To enhance Chronorama with fresh perspectives, the Pinault Collection decided to invite four contemporary artists to the Palazzo Grassi to create new work in response to their twentieth-century predecessors. Redux, in Latin, means “brought back, restored, renewed”: this is the mission given to these young artists who, through their work in painting, sculpture, performance, and photography, bring the older works in the exhibition into the twenty-first century, giving them a new meaning and breathing new life into them. Giulia Andreani, Tarrah Krajnak, Eric N. Mack and Daniel Spivakov have been given carte blanche to interpret the legacy of the Condé Nast archives, each in their own way.
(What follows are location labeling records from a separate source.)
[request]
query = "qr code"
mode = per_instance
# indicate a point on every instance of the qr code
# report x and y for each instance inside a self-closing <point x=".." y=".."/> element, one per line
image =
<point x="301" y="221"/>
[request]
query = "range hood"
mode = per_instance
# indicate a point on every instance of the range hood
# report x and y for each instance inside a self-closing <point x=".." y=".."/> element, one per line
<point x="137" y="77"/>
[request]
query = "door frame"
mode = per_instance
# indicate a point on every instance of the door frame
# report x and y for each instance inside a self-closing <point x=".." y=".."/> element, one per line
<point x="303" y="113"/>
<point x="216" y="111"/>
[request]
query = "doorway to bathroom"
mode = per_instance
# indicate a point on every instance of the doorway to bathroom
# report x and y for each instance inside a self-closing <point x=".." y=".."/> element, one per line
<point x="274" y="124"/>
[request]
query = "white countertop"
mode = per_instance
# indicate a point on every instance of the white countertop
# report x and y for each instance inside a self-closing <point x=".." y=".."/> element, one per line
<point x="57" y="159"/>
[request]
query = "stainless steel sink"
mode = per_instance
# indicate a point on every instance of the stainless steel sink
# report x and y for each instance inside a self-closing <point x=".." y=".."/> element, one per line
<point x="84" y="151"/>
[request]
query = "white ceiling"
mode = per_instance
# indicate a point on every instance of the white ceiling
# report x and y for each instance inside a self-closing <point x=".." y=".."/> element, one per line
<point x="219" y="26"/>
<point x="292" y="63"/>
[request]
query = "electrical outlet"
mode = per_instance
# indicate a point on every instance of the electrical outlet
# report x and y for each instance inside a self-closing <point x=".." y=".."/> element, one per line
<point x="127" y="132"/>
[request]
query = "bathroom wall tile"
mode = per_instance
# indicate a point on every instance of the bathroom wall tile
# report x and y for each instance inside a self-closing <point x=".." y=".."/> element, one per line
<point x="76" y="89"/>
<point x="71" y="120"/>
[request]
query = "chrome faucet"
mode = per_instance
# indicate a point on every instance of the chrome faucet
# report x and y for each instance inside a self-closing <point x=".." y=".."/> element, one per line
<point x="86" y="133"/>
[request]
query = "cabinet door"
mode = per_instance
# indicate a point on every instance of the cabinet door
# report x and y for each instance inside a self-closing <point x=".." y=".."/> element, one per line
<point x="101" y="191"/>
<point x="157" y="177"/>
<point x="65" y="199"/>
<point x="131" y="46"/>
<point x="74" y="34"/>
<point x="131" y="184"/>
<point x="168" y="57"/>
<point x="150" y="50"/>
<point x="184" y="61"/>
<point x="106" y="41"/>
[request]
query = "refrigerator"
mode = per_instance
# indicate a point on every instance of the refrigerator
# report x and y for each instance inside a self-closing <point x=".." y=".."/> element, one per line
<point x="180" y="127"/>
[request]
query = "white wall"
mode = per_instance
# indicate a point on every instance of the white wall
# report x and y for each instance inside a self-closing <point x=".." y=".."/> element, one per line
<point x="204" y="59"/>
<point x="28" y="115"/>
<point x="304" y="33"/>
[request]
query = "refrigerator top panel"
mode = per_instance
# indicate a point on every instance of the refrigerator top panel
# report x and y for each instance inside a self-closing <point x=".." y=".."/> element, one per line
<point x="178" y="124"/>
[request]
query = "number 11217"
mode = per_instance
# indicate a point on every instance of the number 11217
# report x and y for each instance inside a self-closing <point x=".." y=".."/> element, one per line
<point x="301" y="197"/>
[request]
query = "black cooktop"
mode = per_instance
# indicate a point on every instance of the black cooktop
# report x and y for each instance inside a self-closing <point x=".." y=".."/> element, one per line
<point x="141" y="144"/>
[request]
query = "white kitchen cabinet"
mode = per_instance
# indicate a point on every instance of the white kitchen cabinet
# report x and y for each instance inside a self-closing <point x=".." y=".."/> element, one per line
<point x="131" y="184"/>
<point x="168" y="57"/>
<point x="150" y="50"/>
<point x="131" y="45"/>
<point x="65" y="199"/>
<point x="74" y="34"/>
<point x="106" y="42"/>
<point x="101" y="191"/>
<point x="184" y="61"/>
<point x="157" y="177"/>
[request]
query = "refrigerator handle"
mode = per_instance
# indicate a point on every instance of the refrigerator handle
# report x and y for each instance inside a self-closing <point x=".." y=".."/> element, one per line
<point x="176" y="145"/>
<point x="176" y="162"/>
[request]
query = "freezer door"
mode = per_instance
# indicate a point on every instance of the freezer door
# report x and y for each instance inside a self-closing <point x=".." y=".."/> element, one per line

We are pleased to be able to show here at the Helmut Newton Foundation the work of Daniel Spivakov, an Ukrainian artist, who lives and works between Berlin and Venice. His monumental triptych introduces photography to his canvas, as a symbolic support for the chromatic explosion that he elicits through painting. Daniel Spivakov uses painting as a mean to repurpose history through the lens of fiction. His source material, a vast collection of found imagery with subject matter ranging from pop culture to personal memoirs, supplies the catalyst for his process. Once an image is selected, its anatomy is adjusted via various forms of digital manipulation before being printed onto canvas. Through painting, the image is stripped of its original context. Often reproducing in his own face, Spivakov exploits our association with self-portraiture as a mechanism to break down objectivity. Spivakov’s work reflects the dominance of the monochromatic image within the Condé Nast archive. Coloring in these photographs allows Spivakov’s work to relate beyond his autobiography.